~/blog

Chain Rule of Derivatives

Jun 29, 202612 min readBy Mohammed Vasim
deep-learningneural-networksmachine-learningrepresentation-learning

Every weight update in a neural network comes down to one question: how does a change in W affect the loss? The problem is that Loss doesn't mention W directly. It mentions the output of a sigmoid, which depends on a weighted sum, which depends on an activation from the previous layer, which finally depends on W. To differentiate through that stack of composed functions, you need the chain rule. Without it, backpropagation has no mathematical foundation.

The anchor example throughout this post uses the two-layer network from earlier posts:

  • Input: x = [0.5, 0.1], label y = 0
  • W1 = [[0.5, -0.2], [0.3, 0.8]], b1 = [0.1, -0.1]
  • W2 = [[0.6], [-0.4]], b2 = [0.0]
  • Forward pass results: z1₁ = 0.33, a1₁ = 0.33, z1₂ = 0.13, a1₂ = 0.13, z2 = 0.146, ŷ = 0.536

Why the Chain Rule Exists

A neural network is nothing but a composition of functions:

text
ŷ = sigmoid( W2 · ReLU( W1 · x + b1 ) + b2 )
L = BCE(ŷ, y)

Written as a chain: L = BCE( sigmoid( linear2( ReLU( linear1(x) ) ) ) )

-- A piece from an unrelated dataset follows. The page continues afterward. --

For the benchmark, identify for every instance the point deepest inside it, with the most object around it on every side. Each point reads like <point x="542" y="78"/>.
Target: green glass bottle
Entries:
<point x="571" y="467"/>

Gradient descent needs ∂L/∂W1 — how much the loss changes when you nudge W1. But if you look at the BCE formula, W1 doesn't appear in it. BCE depends on ŷ. ŷ depends on z2. z2 depends on a1. a1 depends on z1. z1 depends on W1.

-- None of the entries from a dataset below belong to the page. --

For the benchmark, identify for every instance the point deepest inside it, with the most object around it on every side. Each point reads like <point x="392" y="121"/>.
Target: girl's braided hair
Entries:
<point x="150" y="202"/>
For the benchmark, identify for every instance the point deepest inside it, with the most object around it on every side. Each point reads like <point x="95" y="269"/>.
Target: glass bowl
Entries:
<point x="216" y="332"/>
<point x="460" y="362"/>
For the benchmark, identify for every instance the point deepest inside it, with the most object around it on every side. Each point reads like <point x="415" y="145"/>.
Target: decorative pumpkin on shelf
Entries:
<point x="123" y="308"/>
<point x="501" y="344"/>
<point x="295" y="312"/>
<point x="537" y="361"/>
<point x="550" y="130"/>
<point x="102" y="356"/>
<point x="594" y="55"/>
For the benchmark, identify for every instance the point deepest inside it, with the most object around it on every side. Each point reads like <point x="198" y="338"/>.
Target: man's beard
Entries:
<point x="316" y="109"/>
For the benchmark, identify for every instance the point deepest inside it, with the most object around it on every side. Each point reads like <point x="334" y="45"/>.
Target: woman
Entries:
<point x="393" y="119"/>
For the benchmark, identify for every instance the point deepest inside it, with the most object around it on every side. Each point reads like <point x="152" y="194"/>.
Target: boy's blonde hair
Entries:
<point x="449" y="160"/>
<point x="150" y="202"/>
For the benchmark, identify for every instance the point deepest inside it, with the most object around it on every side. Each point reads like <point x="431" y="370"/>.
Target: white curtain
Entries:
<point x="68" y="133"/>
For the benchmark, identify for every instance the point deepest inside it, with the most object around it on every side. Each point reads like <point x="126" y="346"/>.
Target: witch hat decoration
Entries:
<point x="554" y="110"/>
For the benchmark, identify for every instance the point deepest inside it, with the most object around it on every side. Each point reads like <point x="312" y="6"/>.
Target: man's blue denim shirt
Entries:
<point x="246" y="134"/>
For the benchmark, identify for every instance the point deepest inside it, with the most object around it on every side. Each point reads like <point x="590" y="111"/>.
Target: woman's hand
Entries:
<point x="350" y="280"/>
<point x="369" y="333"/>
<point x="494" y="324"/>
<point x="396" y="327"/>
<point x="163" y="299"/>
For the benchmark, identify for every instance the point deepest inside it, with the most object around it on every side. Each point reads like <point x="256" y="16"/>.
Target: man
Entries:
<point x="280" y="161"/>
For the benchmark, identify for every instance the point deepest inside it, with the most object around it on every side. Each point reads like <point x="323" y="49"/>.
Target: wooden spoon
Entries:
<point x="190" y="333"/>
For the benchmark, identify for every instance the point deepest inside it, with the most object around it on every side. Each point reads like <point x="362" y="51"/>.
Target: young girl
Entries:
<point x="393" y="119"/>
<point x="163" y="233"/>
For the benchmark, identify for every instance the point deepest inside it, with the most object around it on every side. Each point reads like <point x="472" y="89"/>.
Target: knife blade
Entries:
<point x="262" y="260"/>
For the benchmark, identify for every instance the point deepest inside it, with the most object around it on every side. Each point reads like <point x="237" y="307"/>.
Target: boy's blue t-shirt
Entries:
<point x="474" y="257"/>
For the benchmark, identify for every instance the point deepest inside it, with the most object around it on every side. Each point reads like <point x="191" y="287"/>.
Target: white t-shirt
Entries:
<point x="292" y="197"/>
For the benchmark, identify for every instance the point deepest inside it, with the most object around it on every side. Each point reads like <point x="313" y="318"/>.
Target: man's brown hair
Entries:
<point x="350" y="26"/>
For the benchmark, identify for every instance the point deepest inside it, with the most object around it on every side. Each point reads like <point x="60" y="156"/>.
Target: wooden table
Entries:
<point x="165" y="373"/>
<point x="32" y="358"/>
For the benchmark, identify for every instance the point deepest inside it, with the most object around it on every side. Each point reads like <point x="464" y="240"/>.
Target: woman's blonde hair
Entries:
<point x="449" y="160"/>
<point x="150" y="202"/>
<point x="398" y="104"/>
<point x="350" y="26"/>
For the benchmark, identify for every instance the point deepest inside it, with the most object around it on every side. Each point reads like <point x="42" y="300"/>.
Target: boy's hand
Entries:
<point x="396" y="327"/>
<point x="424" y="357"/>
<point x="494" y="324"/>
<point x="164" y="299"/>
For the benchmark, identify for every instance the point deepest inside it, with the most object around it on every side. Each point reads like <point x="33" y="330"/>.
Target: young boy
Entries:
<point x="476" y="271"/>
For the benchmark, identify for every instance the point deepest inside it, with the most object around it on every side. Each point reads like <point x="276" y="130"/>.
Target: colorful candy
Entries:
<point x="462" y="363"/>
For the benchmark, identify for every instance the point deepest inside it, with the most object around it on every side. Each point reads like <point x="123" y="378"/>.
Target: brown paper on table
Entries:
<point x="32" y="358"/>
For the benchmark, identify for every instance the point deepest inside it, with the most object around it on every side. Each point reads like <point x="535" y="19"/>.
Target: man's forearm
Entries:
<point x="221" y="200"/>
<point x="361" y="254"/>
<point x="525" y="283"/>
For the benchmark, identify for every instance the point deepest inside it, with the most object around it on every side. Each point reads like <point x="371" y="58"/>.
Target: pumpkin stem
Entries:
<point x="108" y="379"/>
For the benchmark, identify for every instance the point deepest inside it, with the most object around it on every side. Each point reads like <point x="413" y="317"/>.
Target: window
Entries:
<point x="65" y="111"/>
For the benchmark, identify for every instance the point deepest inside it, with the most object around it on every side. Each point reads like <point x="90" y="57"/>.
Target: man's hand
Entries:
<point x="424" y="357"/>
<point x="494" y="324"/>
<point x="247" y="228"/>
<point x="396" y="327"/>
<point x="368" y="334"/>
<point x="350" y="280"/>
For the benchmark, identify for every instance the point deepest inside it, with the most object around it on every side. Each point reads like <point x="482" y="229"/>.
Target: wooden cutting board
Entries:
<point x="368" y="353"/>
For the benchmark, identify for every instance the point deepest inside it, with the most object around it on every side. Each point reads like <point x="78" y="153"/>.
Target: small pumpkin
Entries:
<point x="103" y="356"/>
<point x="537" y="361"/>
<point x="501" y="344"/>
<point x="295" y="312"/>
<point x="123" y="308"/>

The loss does depend on W1, just indirectly — through a chain of intermediate variables. The chain rule formalizes exactly how to follow that chain backward.


Single-Variable Chain Rule

If y = f(g(x)), the derivative of y with respect to x is:

text
dy/dx = f'(g(x)) · g'(x)

You differentiate the outer function (evaluated at the inner function's output), then multiply by the derivative of the inner function. The key insight: the two derivatives multiply — they don't add.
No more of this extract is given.